Editor’s note: With our coronavirus coverage, our goal is not to alarm you but to equip you with the information you need. We will try to keep things in context and focus on helping you make decisions. See a list of resources and frequently asked questions at the end of this story and see our ongoing coronavirus coverage here.
COLUMBUS, Ohio — Ohio Gov. Mike DeWine confirmed the state’s fifth case of COVID-19 Thursday, banned many public gatherings and announced all Ohio schools — public, private and charter — would be closed for three weeks beginning March 17.
The new patient is a 55-year-old man in Trumbull County, in the northeastern portion of the state. He is hospitalized in intensive care, according to Ohio Department of Health director Amy Acton.
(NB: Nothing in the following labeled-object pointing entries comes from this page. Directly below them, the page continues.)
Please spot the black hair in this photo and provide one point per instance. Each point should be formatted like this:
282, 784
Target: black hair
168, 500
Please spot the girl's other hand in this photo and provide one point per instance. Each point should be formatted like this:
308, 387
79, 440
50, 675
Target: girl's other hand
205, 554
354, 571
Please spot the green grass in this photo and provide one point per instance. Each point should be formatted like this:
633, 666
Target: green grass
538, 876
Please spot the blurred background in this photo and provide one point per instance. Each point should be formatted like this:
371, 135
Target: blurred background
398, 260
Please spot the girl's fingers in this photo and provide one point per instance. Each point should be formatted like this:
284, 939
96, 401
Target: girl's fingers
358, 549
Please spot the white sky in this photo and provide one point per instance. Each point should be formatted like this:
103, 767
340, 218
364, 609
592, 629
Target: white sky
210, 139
His spouse, three children and recent contacts are quarantined.
In response, Acton signed an order banning gatherings of over 100 people “in a single room or space,” including auditorium, arenas, stadiums and theaters.
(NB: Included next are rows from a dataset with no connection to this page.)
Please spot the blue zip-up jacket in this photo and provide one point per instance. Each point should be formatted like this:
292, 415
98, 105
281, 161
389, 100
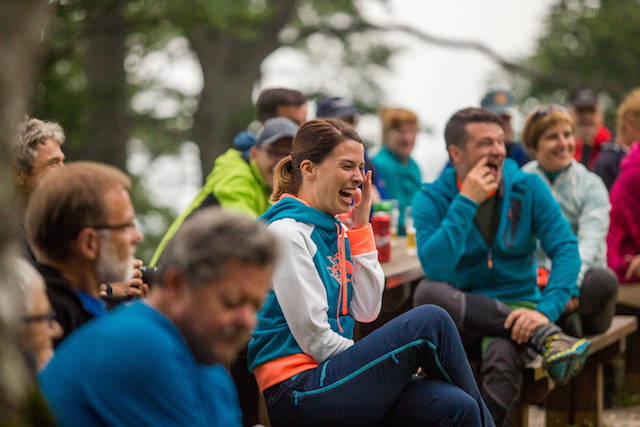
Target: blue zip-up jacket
451, 248
325, 278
“We must treat this like what it is, and that is a crisis,” DeWine said. “A crisis most of us have not seen in our lifetimes.”
However, the order also contains a number of broad exceptions: Libraries, bus stations, malls, offices, grocery stores and religious services such as weddings and funerals are all exempt.
DeWine referred to the three-week school closure as an extended spring break and noted that students should come to school Monday, March 16; the break will begin Tuesday and last until at least April 6.
The break could be extended if the coronavirus is still a significant public health problem at that time.
“We’re going to get through this, but we gotta go through this gauntlet,” DeWine said. “We’ve got to run through this gauntlet, and we want to get through this gauntlet without losing too many of us.”
According to Acton, the Ohio Department of Health now has enough supplies to test 1,200-1,500 people for COVID-19. She had previously stated ODH would reserve tests for the patients at greatest risk, including the elderly and those with existing respiratory problems.
Find more coronavirus/COVID-19 hotlines and resources below:
- Department of Health COVID-19 hotline: 833-4-ASK-ODH
- See ODH’s COVID-19 resources here.
- State COVID-19 hotline: 1-800-722-5725
- See the Cabinet for Health and Family Services coronavirus resource site here.
- SDH Epidemiology Resource Center: (317) 233-7125 or (317) 233-1325 after hours, or e-mail email@example.com
- See more information for coronavirus in Indiana here.
What is coronavirus, COVID-19?
According to the World Health Organization, coronaviruses are "a large family of viruses that cause illness ranging from the common cold to more severe diseases such as Middle East Respiratory Syndrome (MERS-CoV) and Severe Acute Respiratory Syndrome (SARS-CoV).
A novel coronavirus, such as COVID-19, is a new strain that has not been previously identified in humans.
COVID-19 was first identified in December 2019 in Wuhan City, Hubei Province, China and has now been detected in 45 countries across the globe, including in the U.S., according to the CDC.
The CDC reports the initial patients in China have some link to a large seafood and live animal market, indicative of animal-to-person spread. A growing number of patients, however, did not report exposure to animal markets, indicating the disease is spreading person-to-person.
What are the symptoms? How does it spread?
Confirmed cases of COVID-19 have ranged from mild symptoms to severe illness and death, according to the CDC. Symptoms can include fever, cough, shortness of breath.
The CDC said symptoms could appear in as few as two days or as long as 14 days after exposure. It is similar to the incubation period for MERS.
Spread of the virus is thought to be mainly from person-to-person. Spread is between people who are in close contact with one another (within about six feet). Spread occurs via respiratory droplets produced when an infected person coughs or sneezes. The droplets can land in the mouths or noses of people who are nearby or possibly be inhaled into the lungs.
According to the CDC, it could be possible for a person to get COVID-19 by touching a surface or object that has the virus on it and then touching their own mouth, nose or possibly their eyes. This is not thought to be the main way the virus spreads, the CDC said.
The disease is most contagious when people are the sickest and showing the most symptoms.